The insured, a municipal bonds dealer, secured professional services insurance from Twin City for a policy period from 2003 to 2004.  In 2003, the Internal Revenue Service opened an investigation based on the insured’s faulty representation that interest on the municipal bonds was tax exempt.  The insured notified its insurer of actual claims by the IRS and future potential claims by the insured’s municipal clients.  The insurer treated the IRS investigation as a claim under the policy and the insured ultimately settled with the IRS for $7.7 million without admitting misconduct.  In 2008, two years after settling with the IRS, various municipalities filed derivative suits against the insured, which were consolidated into an MDL in Southern District of New York.  The insured did not notify Twin City of the litigation until 2010, another two years later.

The insurer initially denied coverage on the basis that the derivatives claims were not claims made during the 2003-2004 policy period, but it later withdrew its position because the claims related back to the timely-reported IRS investigation.  The insurer also denied coverage based on late notice, arguing that under New York law, it did not have to prove prejudice.

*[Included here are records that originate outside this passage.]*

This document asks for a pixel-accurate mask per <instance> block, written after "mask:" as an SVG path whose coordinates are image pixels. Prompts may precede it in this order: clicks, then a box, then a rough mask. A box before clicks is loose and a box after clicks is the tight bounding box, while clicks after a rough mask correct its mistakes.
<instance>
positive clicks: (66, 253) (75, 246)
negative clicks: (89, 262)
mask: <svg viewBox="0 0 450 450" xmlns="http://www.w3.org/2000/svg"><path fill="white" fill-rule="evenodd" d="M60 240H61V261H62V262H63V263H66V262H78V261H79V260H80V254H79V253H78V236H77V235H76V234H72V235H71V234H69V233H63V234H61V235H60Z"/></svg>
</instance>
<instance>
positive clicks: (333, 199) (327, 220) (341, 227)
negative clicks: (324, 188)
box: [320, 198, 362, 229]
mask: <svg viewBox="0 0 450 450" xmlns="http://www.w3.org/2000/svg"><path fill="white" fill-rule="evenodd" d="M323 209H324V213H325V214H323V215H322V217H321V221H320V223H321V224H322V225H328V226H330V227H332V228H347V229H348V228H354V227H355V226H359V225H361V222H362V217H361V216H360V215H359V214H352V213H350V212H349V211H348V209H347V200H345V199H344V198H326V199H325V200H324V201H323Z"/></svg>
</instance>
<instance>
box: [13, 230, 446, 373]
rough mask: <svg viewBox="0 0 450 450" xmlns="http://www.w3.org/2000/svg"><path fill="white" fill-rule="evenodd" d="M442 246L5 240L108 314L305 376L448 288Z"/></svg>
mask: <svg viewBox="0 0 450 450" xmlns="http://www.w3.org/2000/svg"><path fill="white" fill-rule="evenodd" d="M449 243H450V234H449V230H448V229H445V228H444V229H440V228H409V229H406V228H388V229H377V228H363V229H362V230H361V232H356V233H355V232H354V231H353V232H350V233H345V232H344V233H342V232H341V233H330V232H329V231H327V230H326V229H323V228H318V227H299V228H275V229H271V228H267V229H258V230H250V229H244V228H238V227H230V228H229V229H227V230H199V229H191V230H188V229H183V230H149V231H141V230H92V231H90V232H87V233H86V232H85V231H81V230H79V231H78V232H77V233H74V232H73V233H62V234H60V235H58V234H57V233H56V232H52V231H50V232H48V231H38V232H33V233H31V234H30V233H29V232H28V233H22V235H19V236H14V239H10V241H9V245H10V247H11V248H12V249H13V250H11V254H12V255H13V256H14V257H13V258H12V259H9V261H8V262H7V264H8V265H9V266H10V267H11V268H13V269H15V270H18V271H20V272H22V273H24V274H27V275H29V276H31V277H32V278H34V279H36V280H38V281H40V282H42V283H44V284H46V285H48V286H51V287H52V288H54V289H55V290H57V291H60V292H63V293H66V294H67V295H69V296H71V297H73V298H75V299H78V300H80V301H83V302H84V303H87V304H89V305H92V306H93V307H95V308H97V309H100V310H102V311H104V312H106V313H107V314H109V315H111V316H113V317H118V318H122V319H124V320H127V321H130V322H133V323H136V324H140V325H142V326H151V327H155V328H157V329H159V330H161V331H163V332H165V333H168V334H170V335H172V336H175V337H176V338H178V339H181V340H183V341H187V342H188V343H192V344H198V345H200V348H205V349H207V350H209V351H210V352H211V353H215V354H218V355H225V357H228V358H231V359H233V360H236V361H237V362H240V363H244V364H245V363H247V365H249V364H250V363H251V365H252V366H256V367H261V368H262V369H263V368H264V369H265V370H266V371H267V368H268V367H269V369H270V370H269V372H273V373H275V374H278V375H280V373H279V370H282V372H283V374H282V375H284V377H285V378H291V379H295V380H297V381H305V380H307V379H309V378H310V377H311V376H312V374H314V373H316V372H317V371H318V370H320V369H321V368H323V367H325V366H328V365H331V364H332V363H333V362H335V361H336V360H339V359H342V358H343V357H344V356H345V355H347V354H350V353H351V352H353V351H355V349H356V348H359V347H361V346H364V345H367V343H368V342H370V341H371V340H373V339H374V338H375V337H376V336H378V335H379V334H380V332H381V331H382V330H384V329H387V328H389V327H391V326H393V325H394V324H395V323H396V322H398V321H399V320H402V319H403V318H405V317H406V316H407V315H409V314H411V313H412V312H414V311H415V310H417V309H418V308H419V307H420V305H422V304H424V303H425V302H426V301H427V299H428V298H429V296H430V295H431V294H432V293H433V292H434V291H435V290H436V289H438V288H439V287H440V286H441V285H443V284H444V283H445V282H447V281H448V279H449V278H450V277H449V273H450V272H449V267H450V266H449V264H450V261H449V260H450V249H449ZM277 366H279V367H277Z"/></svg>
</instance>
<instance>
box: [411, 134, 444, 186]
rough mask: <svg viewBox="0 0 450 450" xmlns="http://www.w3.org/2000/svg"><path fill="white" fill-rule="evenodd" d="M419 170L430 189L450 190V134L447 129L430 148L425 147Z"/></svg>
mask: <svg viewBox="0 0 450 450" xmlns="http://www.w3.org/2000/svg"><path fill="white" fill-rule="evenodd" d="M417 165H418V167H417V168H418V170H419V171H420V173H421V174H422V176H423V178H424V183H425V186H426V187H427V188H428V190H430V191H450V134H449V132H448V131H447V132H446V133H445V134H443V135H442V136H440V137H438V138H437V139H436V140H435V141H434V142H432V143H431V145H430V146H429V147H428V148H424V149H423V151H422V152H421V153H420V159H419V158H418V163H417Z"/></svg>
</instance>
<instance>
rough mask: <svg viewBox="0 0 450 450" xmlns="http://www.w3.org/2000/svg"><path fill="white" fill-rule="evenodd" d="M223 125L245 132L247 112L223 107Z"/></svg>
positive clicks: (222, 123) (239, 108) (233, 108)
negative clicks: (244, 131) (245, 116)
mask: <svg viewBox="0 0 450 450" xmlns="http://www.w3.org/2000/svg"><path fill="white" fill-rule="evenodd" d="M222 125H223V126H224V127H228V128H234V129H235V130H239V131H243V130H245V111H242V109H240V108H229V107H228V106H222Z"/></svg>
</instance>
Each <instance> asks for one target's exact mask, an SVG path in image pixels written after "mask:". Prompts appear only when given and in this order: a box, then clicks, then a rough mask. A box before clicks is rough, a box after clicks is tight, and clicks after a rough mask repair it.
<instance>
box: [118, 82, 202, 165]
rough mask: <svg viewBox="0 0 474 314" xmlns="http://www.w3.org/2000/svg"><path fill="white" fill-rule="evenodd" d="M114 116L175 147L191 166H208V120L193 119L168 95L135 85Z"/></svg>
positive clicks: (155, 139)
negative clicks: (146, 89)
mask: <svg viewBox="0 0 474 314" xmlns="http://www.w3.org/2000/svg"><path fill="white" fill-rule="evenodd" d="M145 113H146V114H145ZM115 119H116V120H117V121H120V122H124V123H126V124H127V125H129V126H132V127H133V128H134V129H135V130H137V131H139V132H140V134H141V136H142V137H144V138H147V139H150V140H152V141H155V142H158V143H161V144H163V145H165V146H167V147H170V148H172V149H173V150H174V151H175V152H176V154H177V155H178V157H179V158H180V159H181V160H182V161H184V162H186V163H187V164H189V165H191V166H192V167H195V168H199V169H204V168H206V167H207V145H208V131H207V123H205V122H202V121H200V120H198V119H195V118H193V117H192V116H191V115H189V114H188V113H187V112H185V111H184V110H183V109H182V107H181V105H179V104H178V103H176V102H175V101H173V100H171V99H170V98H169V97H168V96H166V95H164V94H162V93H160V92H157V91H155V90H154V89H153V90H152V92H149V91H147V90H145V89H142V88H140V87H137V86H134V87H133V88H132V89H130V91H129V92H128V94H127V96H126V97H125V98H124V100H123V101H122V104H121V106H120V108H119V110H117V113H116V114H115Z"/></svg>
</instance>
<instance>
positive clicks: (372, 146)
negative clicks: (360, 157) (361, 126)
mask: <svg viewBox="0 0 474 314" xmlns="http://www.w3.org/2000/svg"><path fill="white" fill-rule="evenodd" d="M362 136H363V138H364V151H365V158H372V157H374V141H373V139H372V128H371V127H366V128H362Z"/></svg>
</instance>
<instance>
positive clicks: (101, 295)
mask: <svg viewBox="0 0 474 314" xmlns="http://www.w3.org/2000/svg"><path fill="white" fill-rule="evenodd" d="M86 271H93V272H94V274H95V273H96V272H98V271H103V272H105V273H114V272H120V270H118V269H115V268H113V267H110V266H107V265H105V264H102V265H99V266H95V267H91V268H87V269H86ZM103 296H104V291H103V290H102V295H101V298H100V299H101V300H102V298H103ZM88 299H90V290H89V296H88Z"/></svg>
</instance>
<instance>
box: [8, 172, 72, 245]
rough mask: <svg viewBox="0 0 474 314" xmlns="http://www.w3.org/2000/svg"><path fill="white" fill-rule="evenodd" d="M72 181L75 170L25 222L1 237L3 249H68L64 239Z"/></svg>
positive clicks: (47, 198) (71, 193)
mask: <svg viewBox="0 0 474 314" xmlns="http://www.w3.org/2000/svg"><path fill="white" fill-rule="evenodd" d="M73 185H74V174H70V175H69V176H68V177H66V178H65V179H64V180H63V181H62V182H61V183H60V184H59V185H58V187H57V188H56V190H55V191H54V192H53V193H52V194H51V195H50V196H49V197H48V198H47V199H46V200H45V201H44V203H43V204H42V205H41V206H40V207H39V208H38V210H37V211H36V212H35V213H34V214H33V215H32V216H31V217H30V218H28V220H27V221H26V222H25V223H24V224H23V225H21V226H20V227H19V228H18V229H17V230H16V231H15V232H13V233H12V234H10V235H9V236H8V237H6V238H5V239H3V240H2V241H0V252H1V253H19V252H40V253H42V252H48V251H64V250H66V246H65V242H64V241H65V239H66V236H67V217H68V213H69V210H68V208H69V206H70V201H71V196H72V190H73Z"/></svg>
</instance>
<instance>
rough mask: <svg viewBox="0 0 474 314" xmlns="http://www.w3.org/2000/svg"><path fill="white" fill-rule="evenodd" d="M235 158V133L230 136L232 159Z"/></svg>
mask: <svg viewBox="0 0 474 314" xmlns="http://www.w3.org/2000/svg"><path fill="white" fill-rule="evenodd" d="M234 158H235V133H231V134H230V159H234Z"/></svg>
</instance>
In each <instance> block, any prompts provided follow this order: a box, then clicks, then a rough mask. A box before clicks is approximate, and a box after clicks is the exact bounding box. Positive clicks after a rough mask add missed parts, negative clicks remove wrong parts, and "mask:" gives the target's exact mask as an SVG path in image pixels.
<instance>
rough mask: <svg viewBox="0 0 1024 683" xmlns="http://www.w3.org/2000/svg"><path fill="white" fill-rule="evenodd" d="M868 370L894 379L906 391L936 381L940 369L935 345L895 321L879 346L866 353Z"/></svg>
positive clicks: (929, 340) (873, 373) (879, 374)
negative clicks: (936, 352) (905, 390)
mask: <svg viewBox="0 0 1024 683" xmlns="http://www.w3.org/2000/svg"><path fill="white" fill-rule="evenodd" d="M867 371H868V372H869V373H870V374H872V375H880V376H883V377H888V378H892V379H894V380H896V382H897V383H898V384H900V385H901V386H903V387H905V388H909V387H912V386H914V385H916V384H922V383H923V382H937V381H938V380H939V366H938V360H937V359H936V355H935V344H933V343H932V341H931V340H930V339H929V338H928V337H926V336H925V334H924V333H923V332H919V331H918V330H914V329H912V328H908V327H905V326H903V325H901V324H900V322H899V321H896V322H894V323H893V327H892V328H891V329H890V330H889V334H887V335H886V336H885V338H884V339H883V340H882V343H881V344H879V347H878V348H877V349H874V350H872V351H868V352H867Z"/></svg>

The U.S. District Court for the Western District of Missouri ruled that Missouri law applied and that the insurer could not prove the prejudice required to deny coverage based on late notice.  The Eighth Circuit Court of Appeals affirmed rejection of the late notice defense, but on different grounds.   The court first ruled that New York law applied because the policy was issued to the insured’s office in New York specifically to avoid paying Missouri’s surplus lines tax.  Although the insurer was correct that it was not required to prove prejudice under New York law, the court found that the policy’s notice requirement was ambiguous.

The policy’s insuring agreement required notice “as soon as practicable, but in no event later than sixty (60) days after the POLICY EXPIRATION DATE” in 2004.  The policy also provided that “all claims based upon, or arising out of, the same wrongful act or interrelated wrongful acts shall be considered a single claim for all purposes…which shall be deemed first made at the time the earliest of all such claims was first made.” Thus, the court concluded that the subsequent multi-district litigation “constitute[d] ‘a single claim for all purposes,’ including notice” that was provided in 2003.  The court also found that the “as soon as practicable requirement” was ambiguous when considered in conjunction with the 60-day time limitation and the relation back language.  Finally, the court rejected the insurer’s alternative argument that the insured’s interpretation would allow it “to wait weeks, months or even years” before providing notice. The court was unpersuaded by “the complaints of a poor draftsman” and it warned that it would not “rescue an insurer from its own drafting decisions.”

Baum reminds us that courts continue to construe notice provisions generously in the insured’s favor and encourages a vigilant approach both to drafting and to litigation strategy regarding how that drafting might be later perceived by a court.